Maybe not spiders. We could leave spiders out.
Nepenthe
On Mon, Feb 14, 2011 at 6:44 PM, Andreas Kolbe <jayen466(a)yahoo.com> wrote:
--- On Tue, 15/2/11, George Herbert
<george.herbert(a)gmail.com> wrote:
From: George Herbert
<george.herbert(a)gmail.com>
But that claim
has often been
made by a lot of men, who also suspiciously were themselves
offended
by it, many of whom do themselves in fact object to any
explicit
imagery without regard to NOTCENSORED, beyond reasonable
values of
editorial judgement.
I am not offended by sexual content, or pornography. But pages illustrated
like these (not safe for work)
http://en.wikipedia.org/w/index.php?title=Cock_and_ball_torture_(sexual_pra…
(complete with spoken version)
http://en.wikipedia.org/wiki/Creampie_(sexual_act)
http://en.wikipedia.org/wiki/Gokkun
make us look like something else than what we want to be: an authoritative
educational resource for everyone.
As a community, we were not even able to delete the goatse image from the
goatse article on the basis of editorial judgment, and to agree to content
ourselves with presenting an external link for those readers unfamiliar
with
the image and wishing to view it after they had read a description. The
image was, if I recall correctly, deleted on a technicality, despite the
fact that no mainstream published source discussing the image would include
it. If that is so, why should we? Because they are censored and we are not?
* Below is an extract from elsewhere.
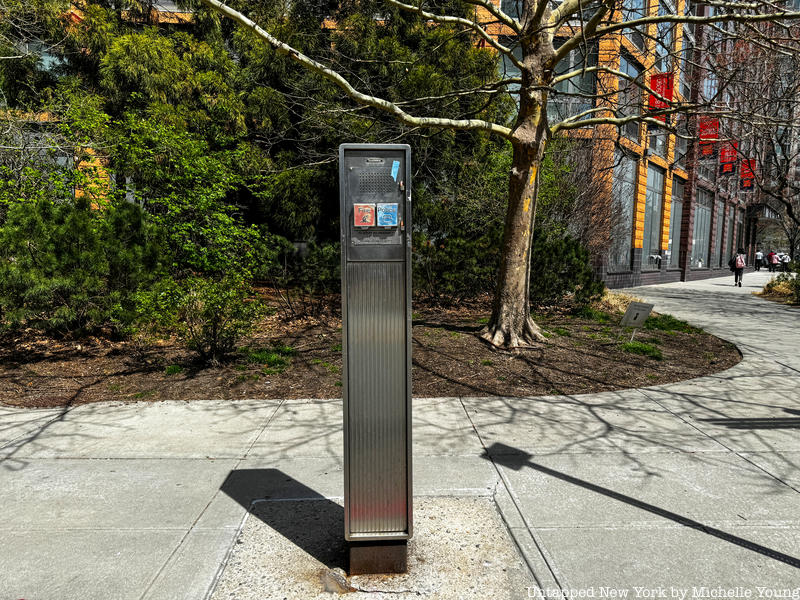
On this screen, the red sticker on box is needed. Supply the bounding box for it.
[353,204,375,227]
Used in this way, the NOTCENSORED argument becomes one against editorial
judgment per se.
I am not going to lump Jimmy or Herostratus into
that
category, but
the vast bulk of energy expended to remove explicit content
seems to
be done by people for whom the retort that Wikipedia is not
censored
is, in fact, a completely legitimate and completely
adequate response.
They in fact make it harder for reasonable editorial
judgement types
to engage in discussion, as they're not very good at
disguising their
underlying moral contempt for that material and their fears
that it
will indelibly contaminate their precious children.
The fact is that most Wikipedians do not have children, or partners, and
most
people out there in the real world do.